それが今や、CDのフラゲどころか発売日も把握していないし、シャッフル再生ばかり利用しているからアルバム全曲をじっくり聞くことがない。
ここからは完全に自論だけれど、ここ4、5年の音楽シーンを取り巻く日本のリスナーはかなり変化したと思っている。(自分も含め)
まず、あまりにも音楽を聴くことが簡単になってしまった。スマホを最低2回タッチするだけで、音楽は再生できる。
例えば、CDとウォークマンが主流だった2000年代半~2016年ごろまでは
「CDを買う・借りる→パソコンに取り込む→ウォークマンに取り込む→再生」
の作業が必須だったが、現在は画面をタップするだけに完了だ。
必然的に聞きたい曲だけ聞くことができるようになったため、好みじゃないアルバムの3曲目あたりを忍耐強く聞く必要もなくなった。
(故に真反対のじっくり聞くレコードが流行っていると考えられるけど、話が逸れるのでやめとく)
また、無料がいい・安い方がいいという気持ちに、音楽を聞く側が勝てない部分も大きいと思う。メジャーレーベルから発売されるアルバムは大概3000円前後で高くて、特に学生なんてホイホイ買えない。その代わり違法アプリで音楽を聴くことが容易な場合、人間つい揺れ動いてしまう。(もちろん違法はダメ)
他にも要因はいろいろあるけれど、楽曲を1曲ずつ、丁寧に聞かないようになっているなと思う。
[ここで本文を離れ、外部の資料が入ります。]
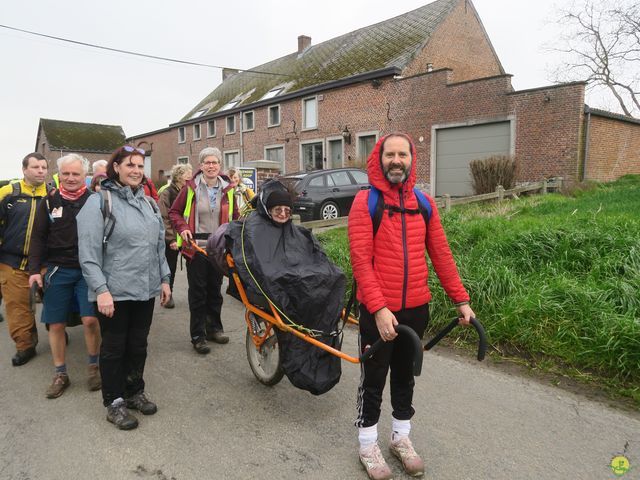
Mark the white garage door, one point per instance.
(457, 147)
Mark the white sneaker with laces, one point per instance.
(411, 461)
(374, 463)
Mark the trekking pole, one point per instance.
(482, 337)
(416, 346)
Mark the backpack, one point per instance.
(110, 219)
(377, 207)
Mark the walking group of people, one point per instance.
(107, 256)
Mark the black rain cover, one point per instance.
(299, 279)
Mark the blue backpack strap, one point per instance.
(375, 203)
(424, 204)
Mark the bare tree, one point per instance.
(601, 43)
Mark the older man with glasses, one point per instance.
(205, 203)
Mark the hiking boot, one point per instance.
(58, 386)
(118, 414)
(23, 356)
(201, 346)
(218, 336)
(411, 461)
(170, 303)
(94, 380)
(374, 463)
(140, 402)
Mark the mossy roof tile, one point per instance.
(82, 137)
(393, 42)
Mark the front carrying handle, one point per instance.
(416, 347)
(482, 337)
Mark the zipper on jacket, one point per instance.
(27, 240)
(404, 250)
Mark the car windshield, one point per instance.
(292, 183)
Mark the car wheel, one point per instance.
(329, 210)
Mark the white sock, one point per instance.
(399, 429)
(367, 436)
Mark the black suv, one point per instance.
(325, 194)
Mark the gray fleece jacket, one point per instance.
(133, 264)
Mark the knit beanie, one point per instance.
(279, 197)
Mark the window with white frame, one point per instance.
(231, 125)
(310, 113)
(211, 128)
(247, 121)
(274, 116)
(275, 153)
(231, 158)
(365, 146)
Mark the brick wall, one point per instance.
(613, 148)
(549, 131)
(461, 44)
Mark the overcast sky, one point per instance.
(49, 79)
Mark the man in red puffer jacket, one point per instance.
(391, 273)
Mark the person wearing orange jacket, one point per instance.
(391, 273)
(206, 202)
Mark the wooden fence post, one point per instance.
(447, 202)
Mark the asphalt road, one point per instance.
(215, 421)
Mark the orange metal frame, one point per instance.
(274, 319)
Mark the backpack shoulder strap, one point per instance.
(424, 204)
(375, 202)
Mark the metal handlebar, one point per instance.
(416, 346)
(482, 337)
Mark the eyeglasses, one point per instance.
(281, 210)
(130, 149)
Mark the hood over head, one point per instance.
(376, 173)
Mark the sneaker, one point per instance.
(201, 346)
(94, 380)
(411, 461)
(23, 356)
(140, 402)
(374, 463)
(218, 336)
(58, 386)
(118, 414)
(170, 303)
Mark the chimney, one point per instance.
(303, 43)
(227, 72)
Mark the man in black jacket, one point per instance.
(55, 243)
(18, 202)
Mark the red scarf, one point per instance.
(72, 196)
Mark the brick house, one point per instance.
(93, 141)
(432, 73)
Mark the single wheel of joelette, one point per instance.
(329, 211)
(265, 360)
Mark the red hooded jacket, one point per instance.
(390, 268)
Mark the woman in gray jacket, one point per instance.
(121, 251)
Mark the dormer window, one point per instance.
(230, 105)
(272, 93)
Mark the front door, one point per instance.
(335, 154)
(312, 156)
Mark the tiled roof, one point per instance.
(82, 137)
(391, 43)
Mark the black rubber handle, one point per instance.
(482, 337)
(416, 346)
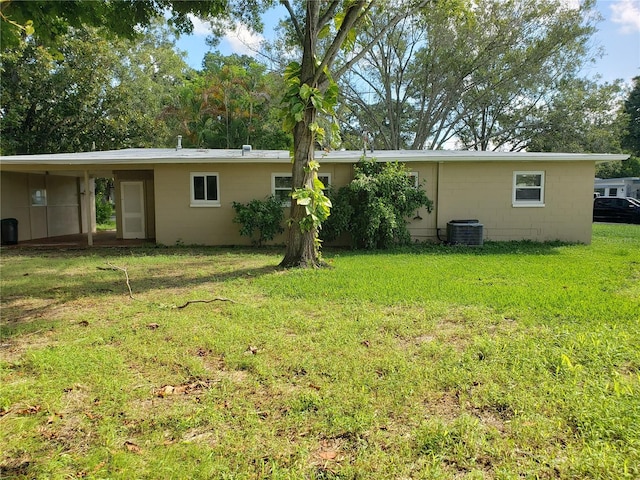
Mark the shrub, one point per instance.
(375, 206)
(261, 217)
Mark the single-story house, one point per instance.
(617, 187)
(185, 195)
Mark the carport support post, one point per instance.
(87, 208)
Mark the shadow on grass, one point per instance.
(514, 248)
(31, 308)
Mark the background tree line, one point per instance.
(488, 77)
(420, 74)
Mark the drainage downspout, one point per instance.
(87, 208)
(438, 201)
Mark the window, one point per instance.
(38, 197)
(205, 190)
(413, 176)
(281, 185)
(528, 189)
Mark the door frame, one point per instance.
(131, 235)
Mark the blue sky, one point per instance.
(618, 35)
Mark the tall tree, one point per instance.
(230, 103)
(631, 139)
(477, 71)
(541, 45)
(328, 28)
(49, 20)
(583, 117)
(93, 93)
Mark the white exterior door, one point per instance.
(132, 201)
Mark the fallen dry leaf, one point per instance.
(328, 454)
(132, 447)
(31, 410)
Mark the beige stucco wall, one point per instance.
(484, 191)
(177, 221)
(423, 226)
(61, 214)
(459, 190)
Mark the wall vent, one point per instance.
(465, 232)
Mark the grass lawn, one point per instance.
(516, 360)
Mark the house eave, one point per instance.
(149, 157)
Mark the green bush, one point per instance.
(375, 206)
(260, 217)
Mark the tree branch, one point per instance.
(294, 20)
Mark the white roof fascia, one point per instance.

アーティストに対し、「ちゃんと曲を聴いてなくてすまん」という申し訳ない気持ちで一杯になった。
ここで従来だったら、またはオールドスクールなアーティストだったら「CDを買おう!」てな話の流れになりがち。
でも今回、わたしがタワレコで「ハッ」とわかった大きな気づきは、アーティストが真剣に作り上げた曲を、聞く側も真剣に聞こうという姿勢だ。
制作方法に進化はあれど、作り手の熱量やパッションは変わらないはず。どの時代でも、いいものだったら相応しい対価を得るべきだ。
というわけで、ひとまず、Spotifyプレミアム会員になったのだった。セットリストのように考えこまれた楽曲順序に沿って、さまざまなアルバムを聞きなおしている。冒頭で書いた通り、非常にエンジョイしている。
そして、ときめきがあり次第、CD現品をタワレコに購入しに行こうと妄想中である。
あ〜、お金貯めよう。
それまで待っててね、タワレコ。
ちなみに最近、愛用のウォークマンが壊れてしまった。変わるべき時か、、、。